Good for vendors, who sell to the likes of BT, they will see more revenue, though more discounts as well.. The meals are bigger, no one wants to miss out.
sjenngs 12/5/2012 | 3:25:53 AM
re: BT Sinks Its Teeth Into IP Perhaps BT are asking others to join them as they don't want to be the only ones taking this direction, any comments?
allidia 12/5/2012 | 3:25:52 AM
re: BT Sinks Its Teeth Into IP CSCO lands some business at MCIP which was previously all NT... NT's demise continues. Sonus lands Marcatel. Two companies winning business where they aren't supposed to.
purna 12/5/2012 | 3:25:52 AM
re: BT Sinks Its Teeth Into IP BT is in a much different situation than most incumbents (or former incumbents) in Europe:
- No mobile operations (O2 is a separate company).
- Smallest share of broadband of all incumbents.
- UK started liberalisation well in advance of the rest of Europe and is very competitive.
- UK is traditionally in a different business cycle than the rest of Europe.
Compare this to the other heawyweights of European Telecom (FT, DT, TI and TEF) that enjoy much higher market shares and have re-integrated/bought back mobile and online businesses over the last 12 months. Hence BT has to do something different. Maybe BT will turn out to be a forerunner, maybe not. I think that a lot of carriers are monitoring this with interest without having yet forged an opinion.
On a different note: BT is extraordinarily outspoken on its strategy which, IMHO, explains that LR publishes much more about it...
materialgirl 12/5/2012 | 3:25:51 AM
re: BT Sinks Its Teeth Into IP BT is probably being so vocal because they want to brace their investors for a rough ride. As others have said, with no wireless or hostage consumer last mile business to prop up results, they have to get down to business.

Reality is that the old paradigm (circuit switched voice and pricey T1 data) is dead. Investment is over and LU has shipped the last support functions off to India. The high cost, limited bandwidth, and limited functionality of voice is about to get washed away in a tsunami of data. BIG data. Data that CUSTOMERS can use how ever they want. Its all business buyers want any more. "Phone calls and fax" is a curse word in IT.

So BT is just getting real. The next question is whether they can profit from all of this. Like walking a plank, they have no choice. But one can question whether they are running from something bad rather than to something better.
paolo.franzoi 12/5/2012 | 3:25:50 AM
re: BT Sinks Its Teeth Into IP
Well, given that Verizon is about to own MCI it is not clear to me that a win at MCI means anything. You can not actually believe that the program will progress while the deal is closing can you?

And Marcatel? A Mexican CLEC? That is one big win.
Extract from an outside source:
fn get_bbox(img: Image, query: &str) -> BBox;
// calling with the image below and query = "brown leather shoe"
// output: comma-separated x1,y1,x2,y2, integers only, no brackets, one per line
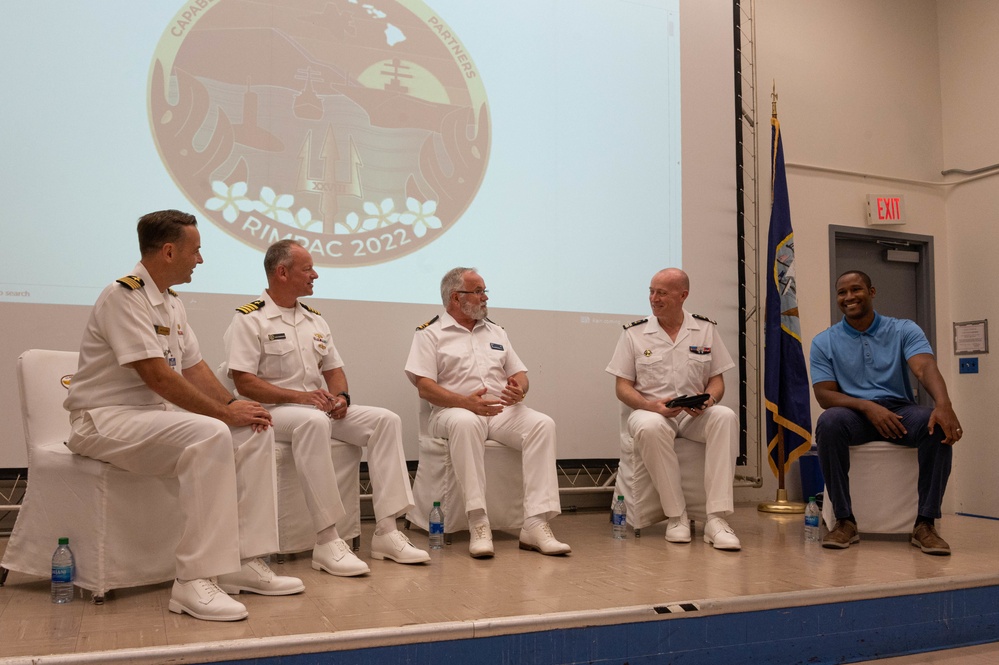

I am not saying NT has a good product, but using the PR spin off of that news is pretty bad.

allidia 12/5/2012 | 3:25:49 AM
re: BT Sinks Its Teeth Into IP Brooks... Here's what you missed...

MCIP was all Nortel which implies strained relations or poor product performance for the loss. MCIP is an account NT shouldn't lose under any circumstances.

The SONS win is big because it is for the enterprise space as well as residential. SONS is a leader in Carrier grade equipment where CSCO/NT are enterprise leaders.

Get my drift. SONS isn't supposed to win in the enterprise space and CSCO isn't supposed to win in MCIP. Both mean bad news for NT in IP.

BTW the ALA/MSFT team up is MAJOR NEWS!!!!
materialgirl 12/5/2012 | 3:25:44 AM
re: BT Sinks Its Teeth Into IP Didn't VZ also use NT gear for a VoIP service, and had rumored echo problems? That would make a loss at the combined company even worse.
treeson147 12/5/2012 | 3:25:37 AM
re: BT Sinks Its Teeth Into IP Marconi just annouced partership with Huawei because Marconi doesn't have good IP products, maybe Huawei will sell more revenue in Euro.